News

Justine Kurland and Bruce Kurland

Collector Daily

8/7/2018

JTF (just the facts): A total of 31 black and white and color photographs by Justine Kurland, framed in white and matted, and hung against white walls in the main gallery space and the entry area. The 30 black and white works are gelatin silver prints, made between 2016 and 2018. Each is sized roughly 6×7 inches (or the reverse) and is available in an edition of 6. The single color work is a c-print, made in 2017. It is also sized roughly 7×6 inches and is available in an edition of 6.

The show also includes 8 paintings (oil on panel, some with additional collage elements) by Bruce Kurland (the photographer’s father), variously framed, made between 1973 and 2012. The works range in size from roughly 10×8 to 13×15 inches and are unique.

A risograph zine entitled Airless Spaces has been published by Rock Bottom in conjunction with the exhibit and is available from the gallery for $20. In an edition of 50 copies.

Comments/Context: In the past few years, Justine Kurland’s photographic career has taken a dramatic turn, at least in terms of her approach to the medium. If we use her artistic output over the past two decades as a guide, most will know Kurland as a road trip photographer of sorts, heading out in her van with her young son and her 4×5 camera, following trains into Edenic natural settings and arranging her subjects (from runaway teenage girls and commune farmers to female-centric families and men with their cars) into scenes that carefully mix the documentary with the allegorical.

But in pictures made in the past three years, Kurland has parked the van in the garage, said goodbye to the embrace of nature (at least for the moment), and returned to more personal photographs made indoors. In 2015, she released an intimate photobook of black and white images (Black Threads from Meng Chiao, published by TIS, here) in collaboration with John Yau. The pictures from that project are filled with the worn surfaces and textures of her East Village apartment, the closeness of the door frame, the sink drain, the gas stove burner, and her own nude body providing the subject matter for photographs that use formal relationships to explore the feeling of being tightly hemmed in.

Her newest pictures continue along this same trajectory, slowly and tentatively expanding out into various adjacent themes and ideas in a search for a new path forward. In reducing and paring back, looking for the core, she has done what many of us might do – she has, at least partially, returned to home and family.

This show pairs her photographs with paintings by her father Bruce Kurland, and there is a clear sense of Justine rediscovering the formal ideas embedded in his paintings, almost as if she was re-seeing them for the first time. Her father’s still lifes are enlivened by small incongruities and unexpected combinations – uncooked bacon draped from a Coke bottle, shrink-wrapped meat perched in a bowl, spears of asparagus set on top of a Budweiser can, and a trout hanging limply over a wooden block – and a few of Justine’s photographs explore this same kind of unconventional aesthetic thinking. She sets a used tampon on a sheet of paper amid flakes of paint, arranges a tooth mold on the edge of a sink, looks closely an an overflowing ashtray, and notices a bedsheet curtain repaired with black duct tape. The most resonant of these still lifes is one depicting a crusty black snake skin placed on the slats of a wooden chair, the symbolic idea of sloughing off an old identity a convenient parallel to the process of charting a new artistic course.

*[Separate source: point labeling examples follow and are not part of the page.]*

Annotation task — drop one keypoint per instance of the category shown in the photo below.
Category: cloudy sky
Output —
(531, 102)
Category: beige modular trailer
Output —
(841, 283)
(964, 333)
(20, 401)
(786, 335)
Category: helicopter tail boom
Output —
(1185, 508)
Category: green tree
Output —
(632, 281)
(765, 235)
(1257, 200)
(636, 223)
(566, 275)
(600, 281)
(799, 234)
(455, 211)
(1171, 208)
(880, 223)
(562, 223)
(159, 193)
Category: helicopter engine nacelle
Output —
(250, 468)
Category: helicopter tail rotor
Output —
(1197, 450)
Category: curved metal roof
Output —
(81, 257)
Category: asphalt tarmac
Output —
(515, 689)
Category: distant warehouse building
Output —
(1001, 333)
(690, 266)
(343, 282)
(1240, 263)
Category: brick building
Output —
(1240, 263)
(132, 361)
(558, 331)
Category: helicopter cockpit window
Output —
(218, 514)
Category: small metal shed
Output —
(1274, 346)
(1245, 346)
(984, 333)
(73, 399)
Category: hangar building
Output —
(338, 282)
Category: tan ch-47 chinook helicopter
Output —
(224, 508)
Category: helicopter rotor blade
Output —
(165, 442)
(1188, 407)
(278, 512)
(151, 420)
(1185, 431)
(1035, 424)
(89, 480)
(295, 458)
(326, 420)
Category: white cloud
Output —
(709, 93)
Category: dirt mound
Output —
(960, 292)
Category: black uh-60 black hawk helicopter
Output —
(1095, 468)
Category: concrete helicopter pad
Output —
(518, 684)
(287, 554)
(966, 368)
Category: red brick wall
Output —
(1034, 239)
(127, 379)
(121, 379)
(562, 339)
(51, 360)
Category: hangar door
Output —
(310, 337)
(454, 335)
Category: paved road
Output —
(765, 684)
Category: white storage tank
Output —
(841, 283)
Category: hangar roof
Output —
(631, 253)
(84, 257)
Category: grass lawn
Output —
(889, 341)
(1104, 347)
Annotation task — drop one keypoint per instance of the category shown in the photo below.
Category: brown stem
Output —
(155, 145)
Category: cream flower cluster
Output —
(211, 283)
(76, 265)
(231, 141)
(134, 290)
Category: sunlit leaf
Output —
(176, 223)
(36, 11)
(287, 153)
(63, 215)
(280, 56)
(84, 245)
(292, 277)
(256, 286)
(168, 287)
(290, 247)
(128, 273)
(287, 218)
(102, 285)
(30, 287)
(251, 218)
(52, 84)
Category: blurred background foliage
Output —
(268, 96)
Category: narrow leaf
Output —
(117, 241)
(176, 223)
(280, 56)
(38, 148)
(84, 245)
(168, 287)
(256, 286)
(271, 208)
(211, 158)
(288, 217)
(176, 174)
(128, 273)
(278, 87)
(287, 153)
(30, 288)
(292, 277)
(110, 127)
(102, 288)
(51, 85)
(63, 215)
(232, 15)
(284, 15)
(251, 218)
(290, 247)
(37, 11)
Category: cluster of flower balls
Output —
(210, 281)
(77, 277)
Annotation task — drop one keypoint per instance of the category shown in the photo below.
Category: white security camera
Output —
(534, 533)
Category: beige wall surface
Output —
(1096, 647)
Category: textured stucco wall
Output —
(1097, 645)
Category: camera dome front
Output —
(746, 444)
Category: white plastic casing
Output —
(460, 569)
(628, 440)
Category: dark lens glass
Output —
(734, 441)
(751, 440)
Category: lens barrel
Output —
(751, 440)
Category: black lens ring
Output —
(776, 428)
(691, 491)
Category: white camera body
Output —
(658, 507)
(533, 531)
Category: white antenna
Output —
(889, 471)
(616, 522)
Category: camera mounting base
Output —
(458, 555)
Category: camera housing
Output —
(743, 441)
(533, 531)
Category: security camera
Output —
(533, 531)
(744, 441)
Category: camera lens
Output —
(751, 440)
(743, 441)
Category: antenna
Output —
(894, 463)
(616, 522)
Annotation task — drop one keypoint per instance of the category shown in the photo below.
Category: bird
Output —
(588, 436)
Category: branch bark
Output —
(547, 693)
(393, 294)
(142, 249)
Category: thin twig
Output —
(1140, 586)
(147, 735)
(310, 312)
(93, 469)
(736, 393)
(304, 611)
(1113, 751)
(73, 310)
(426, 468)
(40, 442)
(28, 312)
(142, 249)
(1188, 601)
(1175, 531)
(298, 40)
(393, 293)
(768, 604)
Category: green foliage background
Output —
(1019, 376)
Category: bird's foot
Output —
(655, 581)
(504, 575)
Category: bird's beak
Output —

Justine’s mother provides a different line of inspiration. In a series of portraits and nudes, Kurland casts her mother as the primal life giver, the “origin”, her aging body still the essential unwavering starting point of her daughter’s journey. Like her close observations of her father’s paintings, these images feel like rediscoveries, the mother and her small human realities now seen with freshly attentive eyes. Related pictures of animals (seemingly a pet cat and dog) get similarly close to their natural reproductive frailties, their bellies alternately shorn due to pregnancy and recent medical procedures.

The themes of Kurland getting back to basics and trying to find new artistic directions come through again and again in this body of work. She looks outside, finding buildings in decay (an abandoned Nestlé factory) and houses literally boarded up, their windows covered in plywood, forcing a return inward and inside. She makes images that pay homage to her many artistic influences, from Harry Callahan (Eleanor-like poses) to Hannah Wilke (chewing gum additions), perhaps in the hopes of finding new ways into their durable truths. And she experiments with more expressive and unvarnished self-portrait nudes, seeing herself with less control, the images of masturbation, sex, and menstruation connecting to the primal cycles she observes in other pictures.

Seen as an integrated group, these photographs feel like directed wandering through a period of transition, the artist working through various ideas and trying to find that spark of inspiration that will take her off somewhere new. While consistently well-constructed and intimate (the small size of the prints pulls us in close), my guess is that these pictures will ultimately feel like a bridge or an interlude, a stopping point for recalibration between the first part of her career and what will become the next chapter. They stand alone as a thoughtful story of conscious introspection and deliberate reconsideration, but more likely serve as a patient intermission between artistic acts.